20 October 2017

Speaking of the Internet Archive – Claims Libraries Can Sometimes Legally Scan and Make Available Materials Published 1923-1941


Speaking of the Internet Archive – Claims Libraries Can Sometimes Legally Scan and Make Available Materials Published 1923-1941

Yesterday the topic was a collaboration between OCLC and the Internet Archive and today it’s news from the latter about a provision in US copyright law that permits library to extend what they digitize up to 1941 provided that the material is not being actively sold.

Dick Eastman (The Daily Online Genealogy Newsletter) shared this news via his piece The Internet Archive Now Claims that Libraries may Legally Scan, Digitize, and Republish Books from 1923 to 1941.

You can read the original post from Internet Archive via Books from 1923 to 1941 Now Liberated! The comments made are an interesting read also.

Today we announce the “Sonny Bono Memorial Collection” containing the first books to be liberated.
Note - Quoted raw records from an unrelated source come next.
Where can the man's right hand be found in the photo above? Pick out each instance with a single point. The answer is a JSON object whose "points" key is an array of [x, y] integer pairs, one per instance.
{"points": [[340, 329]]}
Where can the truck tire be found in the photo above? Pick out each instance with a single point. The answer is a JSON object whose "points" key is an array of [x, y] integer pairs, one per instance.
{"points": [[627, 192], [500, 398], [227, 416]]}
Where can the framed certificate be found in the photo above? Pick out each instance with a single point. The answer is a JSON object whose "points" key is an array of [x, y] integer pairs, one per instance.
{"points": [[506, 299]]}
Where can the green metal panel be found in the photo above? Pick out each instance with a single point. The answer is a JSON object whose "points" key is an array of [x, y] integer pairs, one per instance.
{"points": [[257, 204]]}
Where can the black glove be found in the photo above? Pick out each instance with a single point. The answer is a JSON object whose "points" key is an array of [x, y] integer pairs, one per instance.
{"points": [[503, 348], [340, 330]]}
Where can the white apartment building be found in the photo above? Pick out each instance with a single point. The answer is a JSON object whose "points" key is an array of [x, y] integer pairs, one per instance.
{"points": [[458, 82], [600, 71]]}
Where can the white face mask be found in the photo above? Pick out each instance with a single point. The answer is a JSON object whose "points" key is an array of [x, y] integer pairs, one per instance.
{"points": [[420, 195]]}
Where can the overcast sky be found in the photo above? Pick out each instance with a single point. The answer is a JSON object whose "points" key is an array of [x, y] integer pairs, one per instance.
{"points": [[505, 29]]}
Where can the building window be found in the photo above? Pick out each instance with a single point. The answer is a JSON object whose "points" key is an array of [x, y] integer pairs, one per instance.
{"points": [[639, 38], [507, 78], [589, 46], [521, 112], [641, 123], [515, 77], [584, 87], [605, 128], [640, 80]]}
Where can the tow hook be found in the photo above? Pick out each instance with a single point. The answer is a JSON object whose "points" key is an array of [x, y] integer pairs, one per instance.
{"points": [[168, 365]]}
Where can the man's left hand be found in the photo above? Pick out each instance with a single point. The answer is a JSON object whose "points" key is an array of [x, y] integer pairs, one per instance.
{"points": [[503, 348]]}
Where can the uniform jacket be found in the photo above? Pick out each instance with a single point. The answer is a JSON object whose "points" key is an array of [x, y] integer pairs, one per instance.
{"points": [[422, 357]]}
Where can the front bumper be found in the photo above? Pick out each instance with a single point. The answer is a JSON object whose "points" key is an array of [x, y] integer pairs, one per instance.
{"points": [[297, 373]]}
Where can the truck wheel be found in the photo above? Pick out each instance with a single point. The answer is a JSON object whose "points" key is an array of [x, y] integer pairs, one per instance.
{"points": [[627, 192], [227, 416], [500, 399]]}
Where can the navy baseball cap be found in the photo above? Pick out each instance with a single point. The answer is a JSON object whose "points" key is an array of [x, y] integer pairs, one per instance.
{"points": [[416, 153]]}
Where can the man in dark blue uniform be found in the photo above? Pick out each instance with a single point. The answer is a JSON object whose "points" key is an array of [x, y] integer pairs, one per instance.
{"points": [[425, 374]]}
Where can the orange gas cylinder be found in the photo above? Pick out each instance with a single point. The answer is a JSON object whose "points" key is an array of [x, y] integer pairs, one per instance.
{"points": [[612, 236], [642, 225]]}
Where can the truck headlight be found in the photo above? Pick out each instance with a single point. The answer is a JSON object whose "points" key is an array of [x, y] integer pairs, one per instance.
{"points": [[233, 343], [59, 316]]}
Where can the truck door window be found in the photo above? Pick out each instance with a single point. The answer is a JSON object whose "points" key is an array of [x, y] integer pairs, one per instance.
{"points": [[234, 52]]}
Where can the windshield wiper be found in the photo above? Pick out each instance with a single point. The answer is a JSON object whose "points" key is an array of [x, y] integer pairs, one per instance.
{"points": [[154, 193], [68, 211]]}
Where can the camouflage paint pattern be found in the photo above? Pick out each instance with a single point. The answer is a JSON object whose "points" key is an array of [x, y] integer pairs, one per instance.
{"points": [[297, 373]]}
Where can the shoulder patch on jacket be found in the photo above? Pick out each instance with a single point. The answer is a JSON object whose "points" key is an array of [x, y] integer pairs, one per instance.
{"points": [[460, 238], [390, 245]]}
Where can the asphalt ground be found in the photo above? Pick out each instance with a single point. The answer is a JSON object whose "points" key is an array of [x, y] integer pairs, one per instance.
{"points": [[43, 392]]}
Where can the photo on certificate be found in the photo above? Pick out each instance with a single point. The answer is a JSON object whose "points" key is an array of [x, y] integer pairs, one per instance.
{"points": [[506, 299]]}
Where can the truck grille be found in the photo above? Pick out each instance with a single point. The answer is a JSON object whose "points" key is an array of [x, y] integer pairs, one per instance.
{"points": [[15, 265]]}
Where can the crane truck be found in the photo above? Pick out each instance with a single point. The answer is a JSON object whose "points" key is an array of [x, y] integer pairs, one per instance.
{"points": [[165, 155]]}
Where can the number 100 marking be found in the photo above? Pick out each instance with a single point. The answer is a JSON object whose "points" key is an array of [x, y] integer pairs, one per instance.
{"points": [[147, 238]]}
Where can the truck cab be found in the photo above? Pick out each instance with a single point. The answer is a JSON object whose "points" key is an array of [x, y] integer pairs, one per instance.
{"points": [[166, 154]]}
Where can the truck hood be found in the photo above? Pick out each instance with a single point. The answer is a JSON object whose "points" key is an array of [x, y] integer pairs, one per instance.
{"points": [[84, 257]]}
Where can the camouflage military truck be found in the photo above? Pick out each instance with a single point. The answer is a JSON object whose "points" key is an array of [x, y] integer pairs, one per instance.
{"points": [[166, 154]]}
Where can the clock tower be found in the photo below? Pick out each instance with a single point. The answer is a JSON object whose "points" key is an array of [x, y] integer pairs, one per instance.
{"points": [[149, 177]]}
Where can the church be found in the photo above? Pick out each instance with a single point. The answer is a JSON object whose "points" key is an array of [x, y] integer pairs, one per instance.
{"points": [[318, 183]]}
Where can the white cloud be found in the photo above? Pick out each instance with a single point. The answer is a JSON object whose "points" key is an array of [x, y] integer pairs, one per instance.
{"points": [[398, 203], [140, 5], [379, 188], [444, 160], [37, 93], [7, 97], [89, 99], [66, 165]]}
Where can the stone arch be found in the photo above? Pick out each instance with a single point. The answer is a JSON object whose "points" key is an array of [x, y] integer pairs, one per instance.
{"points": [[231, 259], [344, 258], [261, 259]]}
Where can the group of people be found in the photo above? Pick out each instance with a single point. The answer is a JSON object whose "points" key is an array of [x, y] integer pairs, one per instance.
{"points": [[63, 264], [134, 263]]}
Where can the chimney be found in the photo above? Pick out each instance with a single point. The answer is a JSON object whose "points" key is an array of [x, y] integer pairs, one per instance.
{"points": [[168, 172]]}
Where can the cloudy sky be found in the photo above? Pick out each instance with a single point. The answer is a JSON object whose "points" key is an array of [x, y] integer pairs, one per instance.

Anyone can download, read, and enjoy these works that have been long out of print. We will add another 10,000 books and other works in the near future.

You can also read a discussion of the legal basis on which this is premised via, Elizabeth Townsend Gard, Tulane University Law School, Creating a Last Twenty (L20) Collection: Implementing Section 108(H) in Libraries, Archives and Museum.

This ONLY applies to libraries and it ONLY applies to books that are NOT actively being sold.

This could greatly expand our access to all kinds of materials beneficial to our genealogy research.





What book containing genealogically relevant material published 1923-1941 and that is no longer sold would you like to see digitized?